J'ai un coup de coeur pour le stand de la galerie Olivier Watelet. D'abord parce que c'est le stand d'un client et que je suis content de voir en vrai les pièces que je vois en photo depuis un an.

Ensuite parce qu'ils exposent deux pièces absolument fabuleuses. Deux miroirs très particuliers. L'un rond l'autre rectangulaire. L'art cinétique au service du design du milieu du 20ème siècle.
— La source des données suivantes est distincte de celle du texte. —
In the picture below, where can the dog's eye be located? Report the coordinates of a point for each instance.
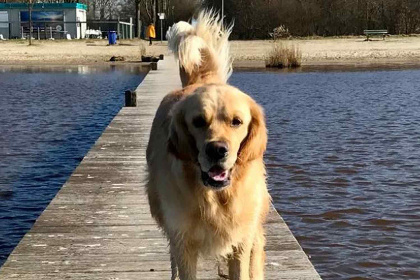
(236, 122)
(199, 122)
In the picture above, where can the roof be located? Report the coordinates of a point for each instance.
(40, 6)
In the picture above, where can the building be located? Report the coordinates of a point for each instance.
(49, 20)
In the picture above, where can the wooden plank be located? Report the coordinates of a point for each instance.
(99, 225)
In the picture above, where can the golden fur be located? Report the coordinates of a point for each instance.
(198, 219)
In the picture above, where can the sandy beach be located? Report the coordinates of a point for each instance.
(319, 51)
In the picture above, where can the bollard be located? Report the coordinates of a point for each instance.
(153, 65)
(130, 98)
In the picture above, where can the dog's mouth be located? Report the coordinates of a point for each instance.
(216, 177)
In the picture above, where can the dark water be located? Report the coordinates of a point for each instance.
(344, 166)
(49, 118)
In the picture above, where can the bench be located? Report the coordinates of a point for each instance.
(369, 33)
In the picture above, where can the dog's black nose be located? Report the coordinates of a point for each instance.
(217, 150)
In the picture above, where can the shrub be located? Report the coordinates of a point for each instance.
(281, 32)
(284, 55)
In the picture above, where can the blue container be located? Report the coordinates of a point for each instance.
(112, 37)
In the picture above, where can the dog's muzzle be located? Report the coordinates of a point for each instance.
(216, 177)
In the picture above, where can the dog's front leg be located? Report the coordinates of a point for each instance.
(186, 260)
(258, 256)
(174, 266)
(239, 263)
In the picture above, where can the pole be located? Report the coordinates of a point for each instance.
(131, 28)
(30, 22)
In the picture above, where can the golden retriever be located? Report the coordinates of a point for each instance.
(206, 184)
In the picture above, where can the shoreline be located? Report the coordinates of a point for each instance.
(323, 53)
(338, 65)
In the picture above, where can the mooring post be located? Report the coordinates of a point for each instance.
(130, 98)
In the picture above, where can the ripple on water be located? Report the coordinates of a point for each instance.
(49, 121)
(344, 168)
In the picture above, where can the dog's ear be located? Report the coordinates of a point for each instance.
(181, 143)
(255, 143)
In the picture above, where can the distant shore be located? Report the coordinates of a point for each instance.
(322, 52)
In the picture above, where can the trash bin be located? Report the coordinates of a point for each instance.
(112, 37)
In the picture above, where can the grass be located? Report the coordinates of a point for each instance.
(284, 56)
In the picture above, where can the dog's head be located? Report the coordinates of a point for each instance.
(218, 127)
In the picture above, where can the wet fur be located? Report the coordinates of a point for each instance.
(198, 220)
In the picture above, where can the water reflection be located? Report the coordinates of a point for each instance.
(50, 117)
(343, 162)
(134, 69)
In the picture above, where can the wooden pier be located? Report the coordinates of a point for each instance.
(99, 225)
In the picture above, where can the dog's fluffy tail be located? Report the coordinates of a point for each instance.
(202, 48)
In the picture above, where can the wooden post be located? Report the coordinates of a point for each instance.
(130, 98)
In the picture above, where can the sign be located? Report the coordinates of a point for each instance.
(4, 19)
(42, 16)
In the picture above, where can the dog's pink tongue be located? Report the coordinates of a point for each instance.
(218, 174)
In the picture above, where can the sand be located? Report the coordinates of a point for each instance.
(321, 51)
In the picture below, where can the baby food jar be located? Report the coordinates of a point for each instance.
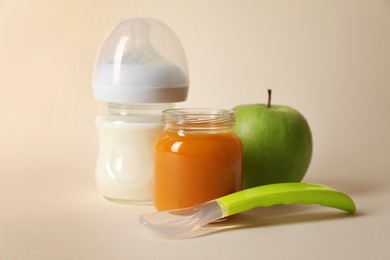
(197, 158)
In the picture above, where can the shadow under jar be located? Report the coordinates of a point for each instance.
(197, 158)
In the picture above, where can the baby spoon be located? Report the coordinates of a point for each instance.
(178, 221)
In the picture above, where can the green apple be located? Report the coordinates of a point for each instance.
(277, 143)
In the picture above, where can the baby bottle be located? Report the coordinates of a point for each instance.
(141, 70)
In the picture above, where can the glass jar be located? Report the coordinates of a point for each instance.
(124, 170)
(197, 158)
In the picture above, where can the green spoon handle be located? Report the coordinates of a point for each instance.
(285, 193)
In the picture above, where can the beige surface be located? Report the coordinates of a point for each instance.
(328, 59)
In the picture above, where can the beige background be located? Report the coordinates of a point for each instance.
(328, 59)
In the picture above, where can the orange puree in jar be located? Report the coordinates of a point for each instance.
(196, 161)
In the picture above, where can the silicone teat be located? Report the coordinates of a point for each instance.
(142, 50)
(141, 61)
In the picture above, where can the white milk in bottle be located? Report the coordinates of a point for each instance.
(141, 70)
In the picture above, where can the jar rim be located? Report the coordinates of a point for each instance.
(193, 117)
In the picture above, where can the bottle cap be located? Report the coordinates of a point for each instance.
(141, 61)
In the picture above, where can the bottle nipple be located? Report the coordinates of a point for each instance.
(142, 50)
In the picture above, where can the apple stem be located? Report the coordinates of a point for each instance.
(269, 98)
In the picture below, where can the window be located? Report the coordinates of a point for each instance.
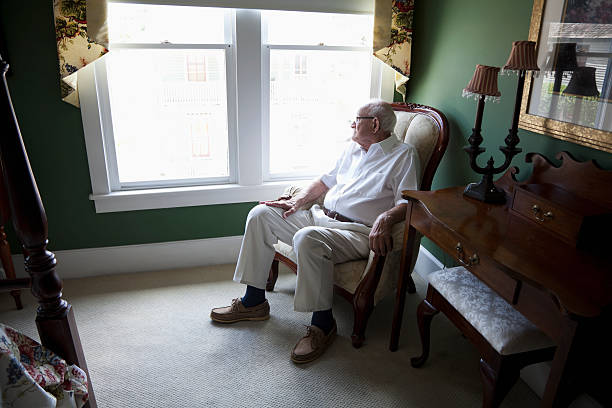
(316, 84)
(198, 105)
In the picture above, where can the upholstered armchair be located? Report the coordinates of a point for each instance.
(365, 282)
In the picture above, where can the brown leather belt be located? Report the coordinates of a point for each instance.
(336, 216)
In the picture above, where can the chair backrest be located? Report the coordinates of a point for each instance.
(425, 128)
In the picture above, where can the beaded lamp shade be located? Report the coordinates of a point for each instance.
(582, 83)
(484, 82)
(522, 57)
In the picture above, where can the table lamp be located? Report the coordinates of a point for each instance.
(484, 85)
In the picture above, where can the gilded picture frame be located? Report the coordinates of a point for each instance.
(543, 122)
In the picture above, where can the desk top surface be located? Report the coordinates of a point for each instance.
(581, 281)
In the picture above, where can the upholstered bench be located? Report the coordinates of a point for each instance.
(506, 340)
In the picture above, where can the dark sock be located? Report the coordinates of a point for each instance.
(253, 296)
(323, 319)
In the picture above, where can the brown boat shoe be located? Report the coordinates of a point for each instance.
(237, 312)
(312, 346)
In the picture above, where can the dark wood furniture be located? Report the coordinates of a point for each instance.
(499, 369)
(54, 317)
(363, 298)
(5, 249)
(564, 290)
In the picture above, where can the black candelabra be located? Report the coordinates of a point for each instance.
(484, 85)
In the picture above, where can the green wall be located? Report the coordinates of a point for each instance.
(451, 37)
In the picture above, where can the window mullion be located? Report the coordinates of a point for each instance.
(249, 90)
(110, 153)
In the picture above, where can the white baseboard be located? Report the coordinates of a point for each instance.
(80, 263)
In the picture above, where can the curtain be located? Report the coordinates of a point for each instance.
(393, 37)
(82, 37)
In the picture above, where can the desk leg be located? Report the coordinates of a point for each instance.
(404, 279)
(558, 393)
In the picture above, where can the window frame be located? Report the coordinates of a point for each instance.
(247, 127)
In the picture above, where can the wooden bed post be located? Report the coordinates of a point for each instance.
(54, 317)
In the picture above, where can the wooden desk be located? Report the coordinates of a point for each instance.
(566, 292)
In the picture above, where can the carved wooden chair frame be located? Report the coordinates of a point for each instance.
(363, 298)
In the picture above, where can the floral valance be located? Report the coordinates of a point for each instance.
(82, 37)
(393, 37)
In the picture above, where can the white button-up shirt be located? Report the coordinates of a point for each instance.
(365, 184)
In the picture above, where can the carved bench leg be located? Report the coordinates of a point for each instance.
(273, 276)
(425, 314)
(497, 383)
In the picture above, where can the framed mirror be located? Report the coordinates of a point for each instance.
(571, 97)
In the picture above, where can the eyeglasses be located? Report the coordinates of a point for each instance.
(358, 118)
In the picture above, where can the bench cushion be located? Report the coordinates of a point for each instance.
(506, 329)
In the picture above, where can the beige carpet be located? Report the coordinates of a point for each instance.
(149, 342)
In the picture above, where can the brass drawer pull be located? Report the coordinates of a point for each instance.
(548, 215)
(472, 260)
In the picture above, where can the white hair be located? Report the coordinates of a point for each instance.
(384, 112)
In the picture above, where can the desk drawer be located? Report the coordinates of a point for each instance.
(549, 215)
(480, 265)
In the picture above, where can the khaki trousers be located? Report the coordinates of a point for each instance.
(318, 241)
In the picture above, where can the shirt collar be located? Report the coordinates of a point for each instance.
(388, 144)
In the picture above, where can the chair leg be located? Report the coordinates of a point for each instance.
(273, 276)
(411, 286)
(425, 314)
(497, 383)
(361, 311)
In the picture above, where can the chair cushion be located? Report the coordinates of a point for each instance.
(420, 131)
(507, 330)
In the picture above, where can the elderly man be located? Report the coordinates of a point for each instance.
(362, 203)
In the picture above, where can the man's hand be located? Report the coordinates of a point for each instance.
(381, 241)
(290, 205)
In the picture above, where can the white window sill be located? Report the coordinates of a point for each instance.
(188, 196)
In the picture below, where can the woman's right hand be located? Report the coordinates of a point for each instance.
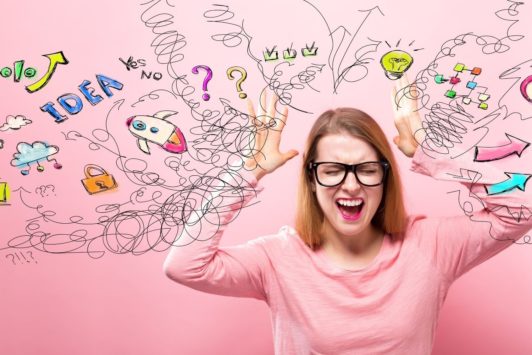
(265, 156)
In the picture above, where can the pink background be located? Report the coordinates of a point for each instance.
(123, 304)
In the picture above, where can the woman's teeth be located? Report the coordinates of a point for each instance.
(349, 203)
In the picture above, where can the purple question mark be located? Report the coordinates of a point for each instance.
(205, 96)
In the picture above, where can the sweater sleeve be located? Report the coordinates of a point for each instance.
(196, 260)
(489, 224)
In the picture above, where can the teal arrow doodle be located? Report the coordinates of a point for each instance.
(516, 180)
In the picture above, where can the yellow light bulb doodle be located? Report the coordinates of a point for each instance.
(239, 82)
(396, 63)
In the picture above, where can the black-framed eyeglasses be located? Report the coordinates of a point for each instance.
(330, 174)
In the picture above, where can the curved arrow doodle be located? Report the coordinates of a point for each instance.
(516, 146)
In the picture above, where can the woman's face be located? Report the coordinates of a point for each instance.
(350, 206)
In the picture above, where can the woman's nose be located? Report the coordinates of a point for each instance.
(351, 182)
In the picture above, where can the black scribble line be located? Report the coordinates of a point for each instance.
(221, 14)
(136, 231)
(446, 124)
(168, 42)
(471, 177)
(361, 56)
(299, 81)
(488, 44)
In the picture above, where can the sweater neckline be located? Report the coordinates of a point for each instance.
(330, 267)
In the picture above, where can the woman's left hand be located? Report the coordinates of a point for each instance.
(406, 118)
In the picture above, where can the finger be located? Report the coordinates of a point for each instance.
(396, 140)
(276, 131)
(251, 111)
(272, 109)
(262, 108)
(289, 155)
(403, 129)
(283, 119)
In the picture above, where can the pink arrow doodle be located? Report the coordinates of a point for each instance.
(516, 146)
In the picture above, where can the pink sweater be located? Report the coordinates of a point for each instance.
(389, 307)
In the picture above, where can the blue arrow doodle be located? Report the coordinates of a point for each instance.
(516, 180)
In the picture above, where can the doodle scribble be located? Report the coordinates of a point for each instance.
(15, 123)
(356, 69)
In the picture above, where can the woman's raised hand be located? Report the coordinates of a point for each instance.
(268, 126)
(406, 117)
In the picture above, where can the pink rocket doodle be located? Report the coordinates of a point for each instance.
(157, 130)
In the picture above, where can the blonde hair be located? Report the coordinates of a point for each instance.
(391, 214)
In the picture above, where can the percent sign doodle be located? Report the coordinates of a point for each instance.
(18, 69)
(18, 66)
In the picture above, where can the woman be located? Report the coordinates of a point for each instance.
(356, 276)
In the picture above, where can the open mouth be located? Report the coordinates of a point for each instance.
(350, 209)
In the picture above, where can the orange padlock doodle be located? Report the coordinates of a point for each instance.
(97, 182)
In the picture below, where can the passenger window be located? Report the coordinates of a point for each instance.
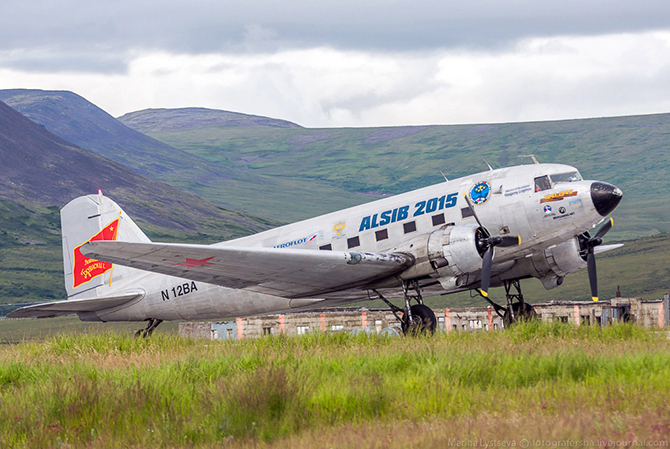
(542, 183)
(438, 219)
(382, 235)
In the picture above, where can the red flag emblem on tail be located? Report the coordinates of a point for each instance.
(86, 268)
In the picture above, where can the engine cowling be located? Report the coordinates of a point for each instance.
(450, 251)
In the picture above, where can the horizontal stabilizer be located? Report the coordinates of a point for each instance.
(72, 306)
(290, 273)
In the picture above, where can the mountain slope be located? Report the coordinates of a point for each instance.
(43, 169)
(627, 151)
(157, 120)
(41, 172)
(78, 121)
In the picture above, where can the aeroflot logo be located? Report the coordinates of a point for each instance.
(85, 268)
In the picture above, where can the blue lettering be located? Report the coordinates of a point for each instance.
(385, 218)
(451, 200)
(365, 224)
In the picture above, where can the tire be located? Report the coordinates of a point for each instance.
(522, 312)
(423, 321)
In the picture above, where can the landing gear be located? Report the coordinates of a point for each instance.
(423, 321)
(147, 331)
(517, 309)
(414, 319)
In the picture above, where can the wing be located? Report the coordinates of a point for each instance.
(72, 306)
(291, 273)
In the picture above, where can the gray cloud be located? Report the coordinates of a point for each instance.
(99, 36)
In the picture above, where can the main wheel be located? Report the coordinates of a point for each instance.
(522, 312)
(423, 321)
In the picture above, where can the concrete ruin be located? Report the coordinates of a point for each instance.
(646, 313)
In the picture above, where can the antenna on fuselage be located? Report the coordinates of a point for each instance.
(532, 156)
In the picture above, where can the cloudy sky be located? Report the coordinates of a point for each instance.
(348, 63)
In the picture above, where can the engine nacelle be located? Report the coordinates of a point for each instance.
(552, 265)
(450, 251)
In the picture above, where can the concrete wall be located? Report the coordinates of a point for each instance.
(647, 313)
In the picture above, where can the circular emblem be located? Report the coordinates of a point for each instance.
(480, 192)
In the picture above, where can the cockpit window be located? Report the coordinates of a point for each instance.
(542, 183)
(566, 177)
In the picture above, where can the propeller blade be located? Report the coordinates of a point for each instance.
(604, 229)
(593, 275)
(472, 209)
(486, 271)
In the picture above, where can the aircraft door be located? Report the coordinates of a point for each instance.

Impossible à prendre en photo ces objets car ils fonctionnent selon le principe de deux miroirs face à face qui projètent une image à l'infini et donc créent une impression de profondeur là où il n'y en a pas. L'image projetée est celle de plusieurs dizaines de petites lampes montées sur la périphérie intérieure du cadre. Ainsi, quand vous regardez le miroir rond, vous avez l'impression qu'un cylindre lumineux s'enfonce dans le mur. Un autre de ses miroirs a été vendu le mois dernier à New-York pour 45 000 dollars. Je suis fan, j'en veux un.

On vide une coupe de champagne tièdasse sans bulles que l'on dépose au pied d'un palmier, je libère la fille aux collants gris, Je salus Pierre, Guillaume et Mohamed puis je grimpe sur mon petit nuage qui me ramène chez moi en traversant le champ de Mars.